Adds a check verifying that Nexus zones with the same generation all use the same image

Fixes #8843, #8854

smklein · 2025-08-28T00:52:16Z

dev-tools/reconfigurator-cli/tests/output/cmds-example-stdout

-* only placed 0/3 desired internal_dns zones
-* only placed 0/3 desired nexus zones
-
+error: generating blueprint: could not find active nexus zone in parent blueprint


TODO(me) insert this into input, so we don't have as much churn

Okay, found the problem here. The reconfigurator-cli explicitly creates an "ExampleSystem" with "no_zones" or "no_disks" enabled, then tries to create a blueprint.

In a model where we need an old Nexus zone to make a new Nexus zone, this breaks.

I'm updating the planner logic to allow this case. With that, the reconfigurator-cli diff is significantly smaller.

smklein · 2025-08-29T21:52:06Z

nexus/reconfigurator/planning/src/planner.rs

+            }
+        }
+
+        // Confirm that we have new nexuses at the desired generation number


I think we also need to confirm that the new db_metadata_nexus records have hit the DB - otherwise, the "old Nexuses" could quiesce without giving the "new Nexuses" enough context to do a handoff.

This is done.

Adds schema for nexus generations, leaves the value at "1". These schemas will be used more earnestly in #8936 Fixes #8853

davepacheco

Thanks for this. Sorry for all my questions. The details here seem very tricky.

davepacheco · 2025-09-05T16:48:01Z

nexus/db-queries/src/db/datastore/db_metadata.rs

+        let mut active = vec![];
+        let mut not_yet = vec![];
+        for (_, zone) in
+            blueprint.all_omicron_zones(BlueprintZoneDisposition::is_in_service)


nitty but it feels to me like this logic belongs in the caller. Maybe they could pass in the list of Nexus instances that should be "active" vs. "not_yet"?

Doing this moves all the complexity of parsing the blueprint into deploy_db_metadata_nexus_records, in the reconfigurator executor, so I've moved quite a few tests there too.

Done in 70d4ab9

davepacheco · 2025-09-05T16:54:54Z

nexus/db-queries/src/db/datastore/db_metadata.rs

+        for (_, zone) in
+            blueprint.all_omicron_zones(BlueprintZoneDisposition::is_in_service)
+        {
+            if let BlueprintZoneType::Nexus(ref nexus) = zone.zone_type {


I don't think this logic for determining whether each Nexus zone is active or not yet is quite right. Suppose:

the planner decides it's time to hand off and bumps nexus_generation

"old" Nexus goes to execute this blueprint -- it can continue executing blueprints for a while in this state (if there are sagas still running)

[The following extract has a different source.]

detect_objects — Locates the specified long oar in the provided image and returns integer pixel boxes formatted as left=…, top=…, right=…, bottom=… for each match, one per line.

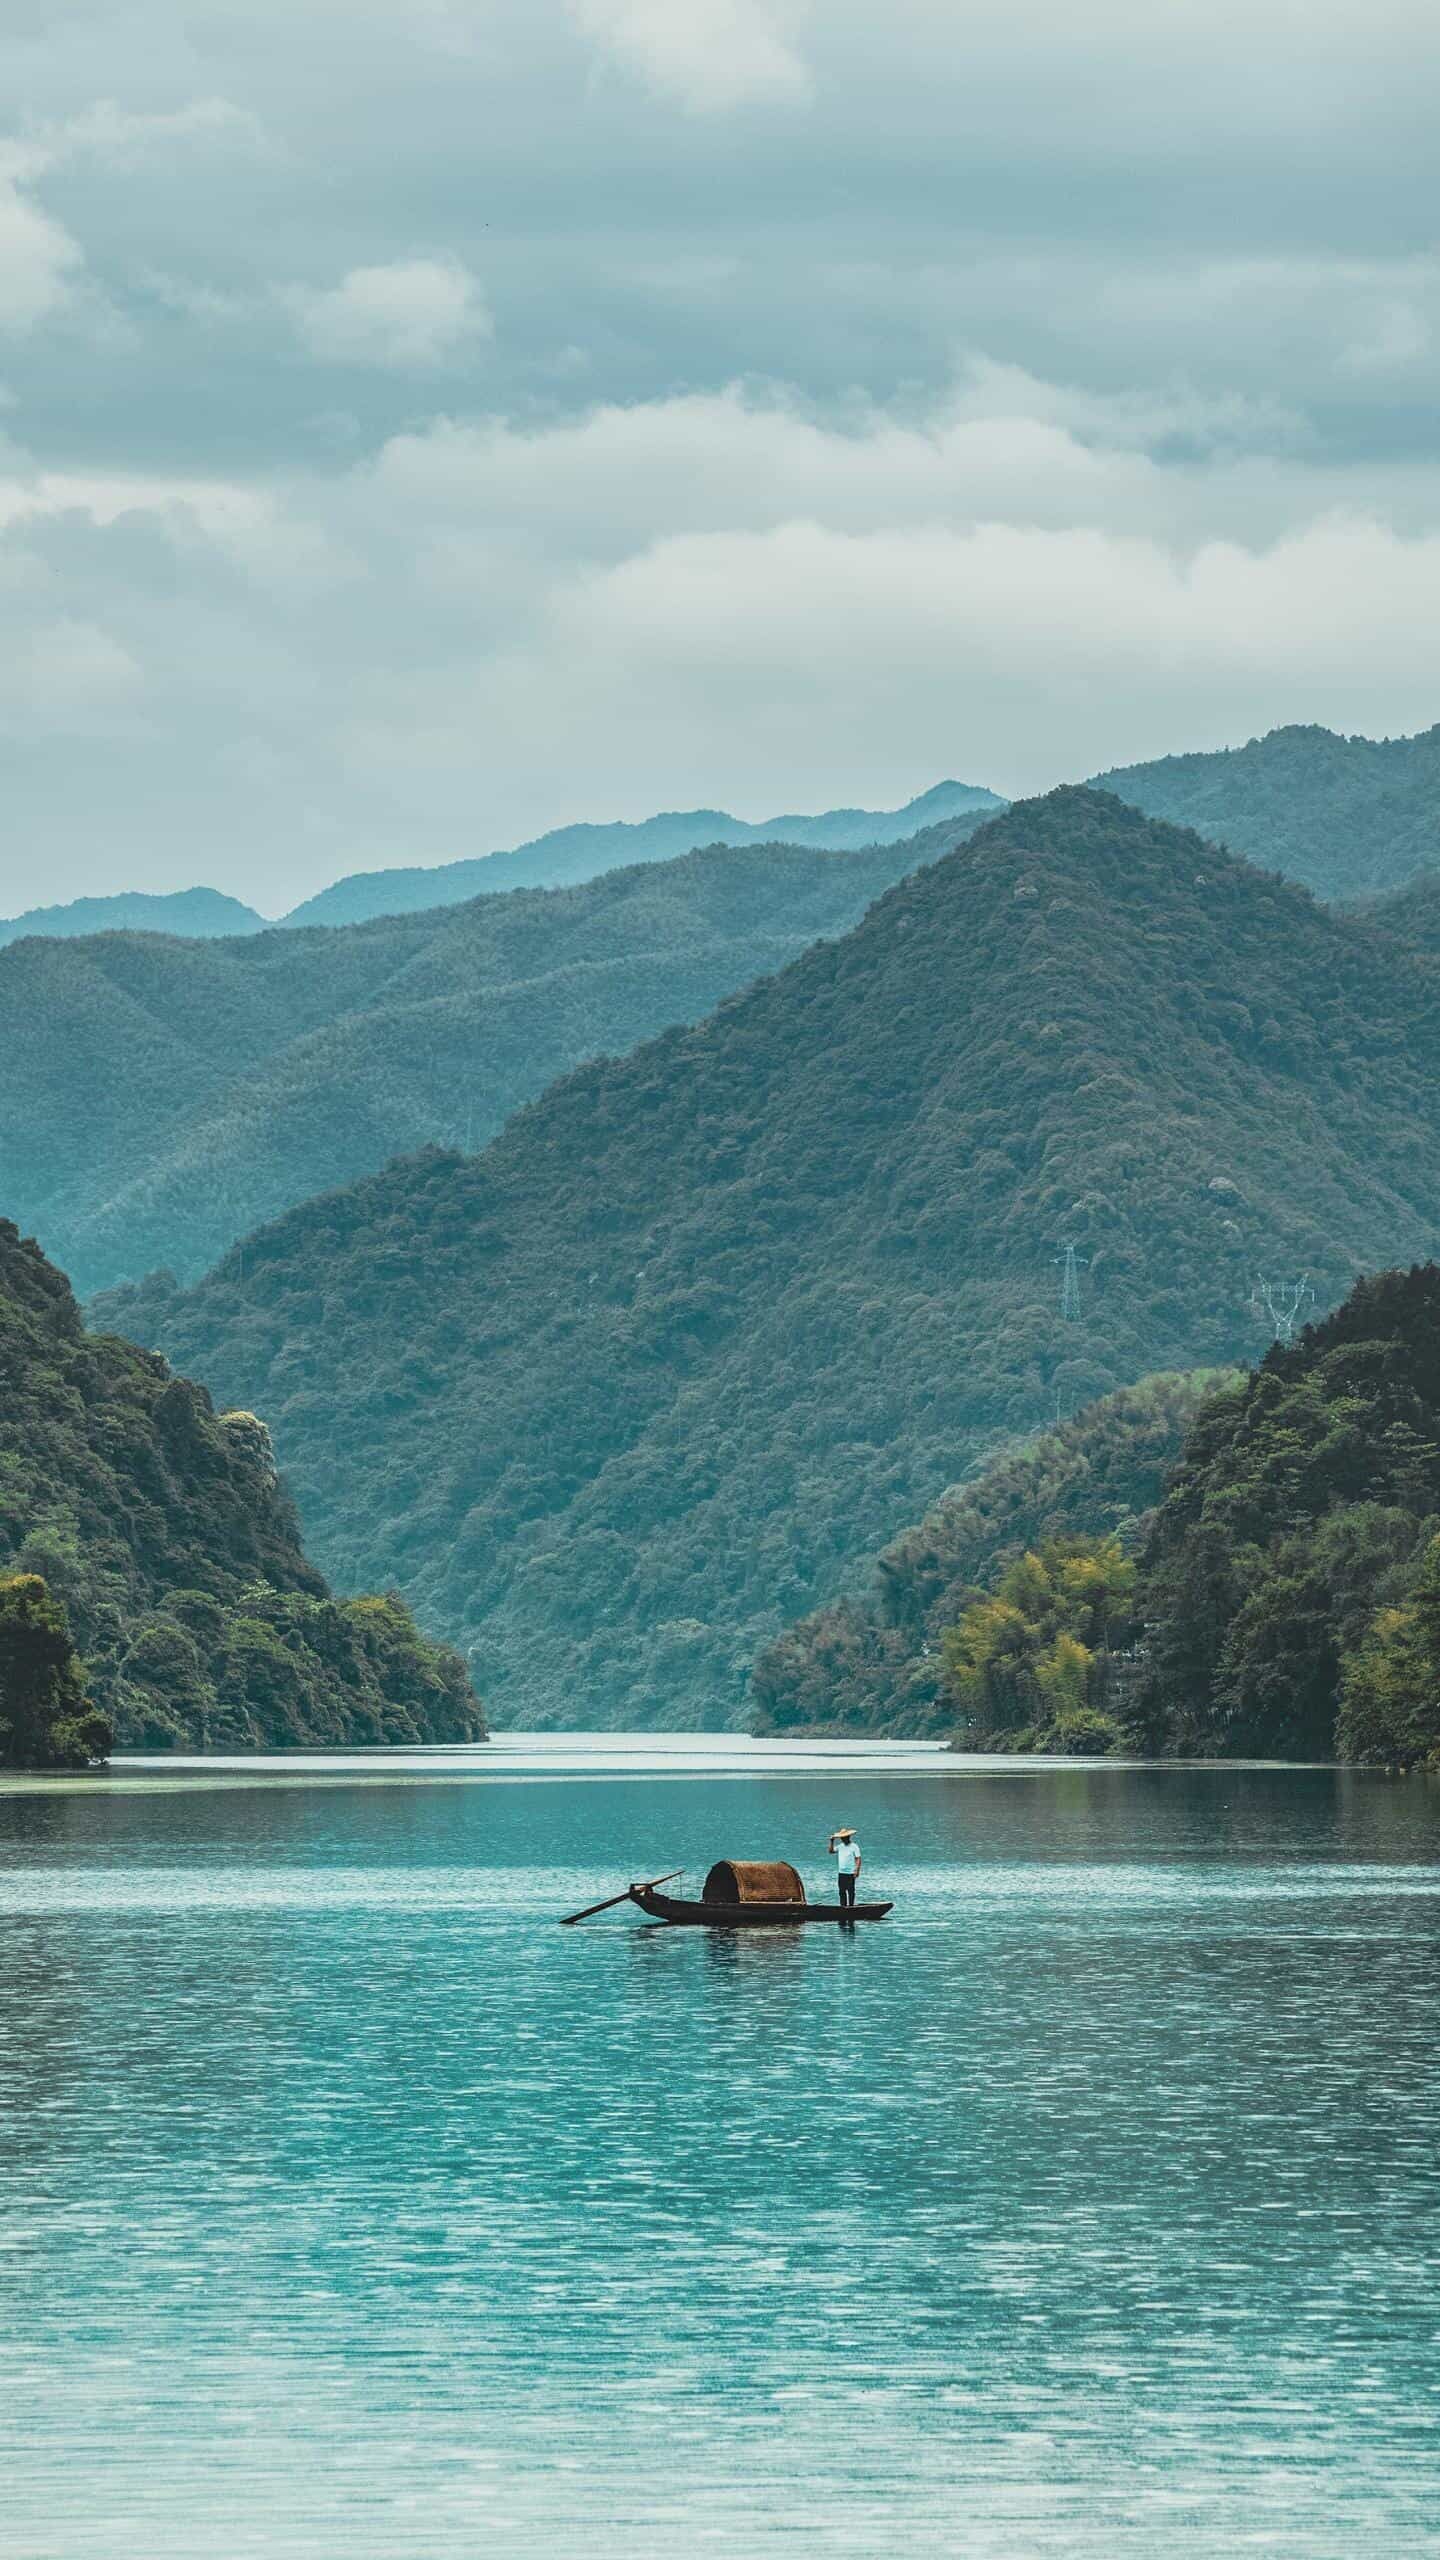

but this will cause us to write "new" Nexus instances with state active instead of not_yet

Right?

Great catch. I fixed this in 9514deb, and added a test specifically for this "add-Nexus-after-quiesce-started" behavior.

davepacheco · 2025-09-05T17:18:46Z

nexus/reconfigurator/preparation/src/lib.rs

+        let active_nexus_zones = datastore
+            .get_active_db_metadata_nexus(opctx)
+            .await
+            .internal_context("fetching active nexuses")?
+            .into_iter()
+            .map(|z| z.nexus_id())
+            .collect::<Vec<_>>();
+        let not_yet_nexus_zones = datastore
+            .get_not_yet_db_metadata_nexus(opctx)
+            .await
+            .internal_context("fetching 'not yet' nexuses")?
+            .into_iter()
+            .map(|z| z.nexus_id())
+            .collect::<Vec<_>>();


Feels like we could combine these into one database query? Not a big deal.

Done in 690ea16

davepacheco · 2025-09-05T17:20:14Z

nexus/types/src/deployment/planning_input.rs

+    /// This is used to identify which Nexus is currently executing the planning
+    /// operation, which is needed for safe shutdown decisions during handoff.


Suggested change

/// This is used to identify which Nexus is currently executing the planning

/// operation, which is needed for safe shutdown decisions during handoff.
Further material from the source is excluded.